All the genomes from CAMI have set the number of bases per line to 60.
Tulasnella and Ceratobasidium have 70 and P. zijinensis have 100.
I will, therefore, re-standardize the P. zijinensis sequence length to 60 and re-reun the metagenome simulation and see if the error persist.
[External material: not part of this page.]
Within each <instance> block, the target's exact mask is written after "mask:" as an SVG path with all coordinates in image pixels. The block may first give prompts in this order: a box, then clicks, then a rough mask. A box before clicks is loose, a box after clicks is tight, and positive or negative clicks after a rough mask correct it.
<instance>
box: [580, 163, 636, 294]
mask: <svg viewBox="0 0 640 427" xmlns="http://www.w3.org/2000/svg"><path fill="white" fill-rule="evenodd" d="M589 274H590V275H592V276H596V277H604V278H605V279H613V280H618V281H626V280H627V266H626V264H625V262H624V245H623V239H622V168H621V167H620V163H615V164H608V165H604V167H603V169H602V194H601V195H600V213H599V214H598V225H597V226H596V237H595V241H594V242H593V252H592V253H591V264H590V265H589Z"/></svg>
If the error persists, I will half the P. zijinensis genome, and if an error still persists i will change out the genome to A. thaliana to act as a host genome.
The issue was the length of the sequence per line.
This command was used to generate a sequence length fo 60 per line.
awk 'BEGIN{first=1} /^>/ {if(first){printf("%s",$0);first=0}else{printf("\n%s\n",$0);}next; } { printf("%s",$0);}END{printf("\n");}' test2.fasta | fold -w 60 > test2_reformatted.fasta
After running a quick test of CAMISIM
i now get this.
~ zcat platanthera_mock/095_output/2023.04.25_21.55.02_sample_0/contigs/gsa.fasta.gz | grep -A 4 "Chr" | head
>Chr01_288559838_from_1586_to_1805_total_220
TCATTATAGAACTCTAAGACATCTAATCACCCCAGGTATAGTCTTCATCAGTGGAAAGCCTGCCCACACGTTGTTCGATACTAGAGCTACCCACTCCTTTGTGTCGGAGATGTTCGTAGAAGGACTGGAAGGCGTGGAGCAATTCACGGGCTCAAAGATGAGGGTGCGACTACCAGATGGATCTGAGCTCCTTACCACGGACCACTACAATATGGAGGCA
>Chr01_288559838_from_2446_to_2725_total_280
CACACTTCTTTTCAAAATTGGATTTGAGGTCGGGCTACTACCAGCTTCATATTCGAGAGGAGGATATTAAGAAGACTGCTTTTAGTAGCAGATATGGATTGTTTGAGTTTACGGTGATGCCCTTTGGGCTCACGAATGCACCTTCGGCGTTCATGACCCTCATGAACCAGGTTTTCAAGGAGTATCTAGATATGTTTGTCATTGTGTTTATCGATGACATCCTCATCTACTCGAGAATGGAAGAGGAGCACGCTCGCCATCTAGCACTGACCCTACAGAG
~ zcat platanthera_mock/095_output/2023.04.25_21.55.02_sample_0/contigs/gsa.fasta.gz | awk '/^>/{name=$0; getline seq; if (seq !~ /^N+$/) print name;}' | grep "Chr" | wc -l
1657440
Now, i just need to re-run every step...
In the last step of AMBER, I noticed that the bin with the majority of host reads was compromised only of N's.
I have backtracked the error back to the initial step of CAMISIM.
CAMISIM generated, however a gold standard assembly,
gsa.fasta.gz
where the contigs belonging to host only contained N's.Which is also confirmed here:
Not a single contig from the host (only one with "Chr") contains a normal sequence.